Docker revs up Engine, hits 1.10
Liberty, security, granularity
Docker pushed the latest version of its eponymous containerization platform out the door late yesterday, with a heavy emphasis on security.
The latest version of Docker Engine finally drops the zero after the decimal point - yes, it's a whole 1.10 release. Companies in this space seem loath to actually commit to anything beyond a 1.x release.*
In a blog post highlighting the release, Docker engineer, Jessie Frazelle, said the latest version includes Seccomp Profiles, which should give “an extra level of granularity in locking down the processes in your containers to only do what they need.
The posting went onto say that “What started as a side project for a better way to write custom apparmor profiles, has turned into a proposal for native security profiles in Docker Engine." Details here.
Don’t get too excited. Frazelle said the features was “still being worked on” but in the meantime she “wanted to give a plug to my awesome tool”. More details here.
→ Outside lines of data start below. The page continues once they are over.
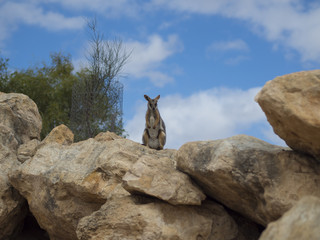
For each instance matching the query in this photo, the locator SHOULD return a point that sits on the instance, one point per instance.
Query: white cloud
(147, 57)
(233, 45)
(110, 8)
(291, 23)
(12, 14)
(211, 114)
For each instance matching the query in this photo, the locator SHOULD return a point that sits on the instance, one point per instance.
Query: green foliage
(3, 73)
(97, 95)
(49, 86)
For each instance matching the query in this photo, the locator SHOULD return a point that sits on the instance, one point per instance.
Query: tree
(49, 86)
(4, 76)
(97, 95)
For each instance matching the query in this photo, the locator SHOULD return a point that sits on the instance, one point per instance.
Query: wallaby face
(152, 103)
(154, 135)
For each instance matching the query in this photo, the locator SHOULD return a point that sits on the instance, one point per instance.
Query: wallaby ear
(147, 97)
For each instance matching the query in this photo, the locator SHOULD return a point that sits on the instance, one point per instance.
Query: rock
(64, 183)
(257, 179)
(12, 205)
(60, 134)
(19, 123)
(26, 151)
(301, 222)
(159, 178)
(106, 136)
(19, 113)
(291, 104)
(134, 218)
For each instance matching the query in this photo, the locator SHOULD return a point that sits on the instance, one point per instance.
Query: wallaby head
(152, 103)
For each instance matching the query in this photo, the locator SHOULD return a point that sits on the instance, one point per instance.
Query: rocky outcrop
(64, 183)
(20, 122)
(257, 179)
(20, 114)
(76, 192)
(109, 187)
(135, 217)
(291, 104)
(301, 222)
(159, 178)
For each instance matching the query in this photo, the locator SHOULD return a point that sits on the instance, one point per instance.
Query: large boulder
(301, 222)
(252, 177)
(65, 182)
(20, 122)
(291, 104)
(135, 217)
(20, 113)
(160, 179)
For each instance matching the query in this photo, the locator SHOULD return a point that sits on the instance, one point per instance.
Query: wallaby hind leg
(162, 139)
(145, 138)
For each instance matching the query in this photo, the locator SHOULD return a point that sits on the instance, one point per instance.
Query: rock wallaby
(154, 135)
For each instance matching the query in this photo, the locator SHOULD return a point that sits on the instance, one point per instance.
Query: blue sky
(207, 59)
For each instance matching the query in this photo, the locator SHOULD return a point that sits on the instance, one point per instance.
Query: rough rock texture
(60, 134)
(19, 123)
(26, 151)
(250, 176)
(63, 183)
(20, 114)
(159, 178)
(301, 222)
(291, 104)
(133, 218)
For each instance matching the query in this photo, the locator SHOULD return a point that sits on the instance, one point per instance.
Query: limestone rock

Another teaser comes in the shape of PIDS Control Group. Frazelle wrote: “We decided to make this feature secure by default, meaning we are setting the PIDs Limit for the docker cgroup parent to 512 (actual number may change but something along these lines), more than enough for the average user, but not enough to do great harm. Of course if you need more you can override the default, or even set it as unlimited.” The full feature is due in the next version, 1.11.
Other additions include Authorisation Plugins and user namespaces, which will allow multiple namespaces to reside on the same Docker host.
There are also “incremental improvements” to with Docker’s native clustering tech, Swarm 1.1, including rescheduling of containers when a node fails, while a failure to connect to a node will not result in a retry. ®
Bootnote *Just to be clear, this is version 1.10, not 1.1, as in the one after 1.9, and the aforementioned upcoming 1.11. Apologies for any confusion.